FANCY GOVERNING an 18th century New World colony for the queen of a fictional European country? Perhaps not, but it can be interesting to use a simulator to look at historical periods. Fans of the city-building genre may forgive a number of technical flaws and enjoy this game, but what of its depiction of history?
It's common in simulators such as this for the player to be given the option to be a pacifist or a warmonger. In reality, it is not the personality of the governor which determines foreign and domestic policy so much as the demands of the ruling class whose interests they serve – and sure enough, as rich merchants emerge they positively demand that the player conquers new territory to secure more resources for consumption and export. This class-based virtual economy, missing from many such games, provides an explanation of the causes of imperialist conflict; sadly, it is not without fault.
Rich merchants simply become aristocrats when given enough wealth by the player, which is a far cry from the conflict between early capitalists and the feudal ruling class. Indeed, the whole colony is a command economy with all decisions being made by the player, right down to population growth - which ignores the difficulty governments have in regulating the activities of the capitalists they represent.
The movement of goods and people is massively over simplified – unhappy residents simply leave the colony without protest, and islands can instantly import goods or access any allied warehouse without waiting for a ship, meaning naval blockades cannot occur; indeed, combat between ships is totally omitted.
The only threats faced by the player are invasion, natural disasters, and bankruptcy; there is no risk of any sort of rebellion. Anybody familiar with the American War of Independence will know that it is a major omission to ignore revolutionary movements against colonial rule!
The issue of the slave trade is never acknowledged – during nothing less than the 200th anniversary of its abolition.
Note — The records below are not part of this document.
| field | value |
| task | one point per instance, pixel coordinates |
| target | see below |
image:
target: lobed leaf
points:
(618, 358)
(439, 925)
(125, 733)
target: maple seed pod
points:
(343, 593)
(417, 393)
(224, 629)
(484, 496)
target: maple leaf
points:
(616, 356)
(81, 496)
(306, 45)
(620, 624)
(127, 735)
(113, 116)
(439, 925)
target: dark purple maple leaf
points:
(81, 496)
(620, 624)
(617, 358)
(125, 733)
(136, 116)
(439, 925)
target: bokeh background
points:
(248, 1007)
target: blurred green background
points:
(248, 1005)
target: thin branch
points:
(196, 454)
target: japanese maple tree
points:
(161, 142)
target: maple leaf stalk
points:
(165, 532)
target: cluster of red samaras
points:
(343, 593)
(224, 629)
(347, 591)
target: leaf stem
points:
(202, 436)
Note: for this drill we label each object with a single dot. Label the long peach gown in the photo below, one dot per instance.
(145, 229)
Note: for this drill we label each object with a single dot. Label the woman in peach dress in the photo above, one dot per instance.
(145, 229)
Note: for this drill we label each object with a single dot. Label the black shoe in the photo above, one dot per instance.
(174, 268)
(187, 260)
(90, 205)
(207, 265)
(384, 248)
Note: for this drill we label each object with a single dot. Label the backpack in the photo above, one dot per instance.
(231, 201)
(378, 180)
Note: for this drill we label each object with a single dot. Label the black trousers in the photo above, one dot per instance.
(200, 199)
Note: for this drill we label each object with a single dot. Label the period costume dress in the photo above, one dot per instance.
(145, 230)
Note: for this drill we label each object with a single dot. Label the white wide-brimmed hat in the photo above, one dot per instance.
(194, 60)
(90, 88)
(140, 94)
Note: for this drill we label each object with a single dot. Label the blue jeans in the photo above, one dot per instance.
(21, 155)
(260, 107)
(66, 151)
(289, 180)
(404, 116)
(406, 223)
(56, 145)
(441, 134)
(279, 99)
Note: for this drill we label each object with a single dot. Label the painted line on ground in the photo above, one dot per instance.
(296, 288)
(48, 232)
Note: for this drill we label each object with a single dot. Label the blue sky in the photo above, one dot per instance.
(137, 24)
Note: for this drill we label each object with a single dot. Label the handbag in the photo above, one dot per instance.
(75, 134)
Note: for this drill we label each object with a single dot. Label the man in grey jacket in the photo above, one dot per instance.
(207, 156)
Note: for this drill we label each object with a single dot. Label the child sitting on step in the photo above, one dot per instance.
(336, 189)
The grim reality of the displacement, disease and slavery suffered by the Native American people is also sanitised, replaced with a peaceful trading partnership.
Given recent scare stories about violent games, one can understand why developers would be reluctant to make a title which requires the player to kill natives, buy slaves and crush rebellions.
But the inclusion of the slave trade would have raised the possibility of casting the player as a leader of a slave uprising, which would have been most enlightening at a time when slavery's abolition is attributed mostly to politicians such as Tory MP William Wilberforce. As it is, the player's only choice is to be a governor, desperately trying to balance capitalist and feudal interests.
As long as the purpose of the video game industry is to make profit, developers will continue to either sensationalise violent and sexual content to grab media attention, or dumb down to avoid restricting the size of a game's customer base.
Historical games which honestly and soberly depict the violence inherent in the class system are thin on the ground, and whilst Anno 1701 goes farther than most it still falls far short.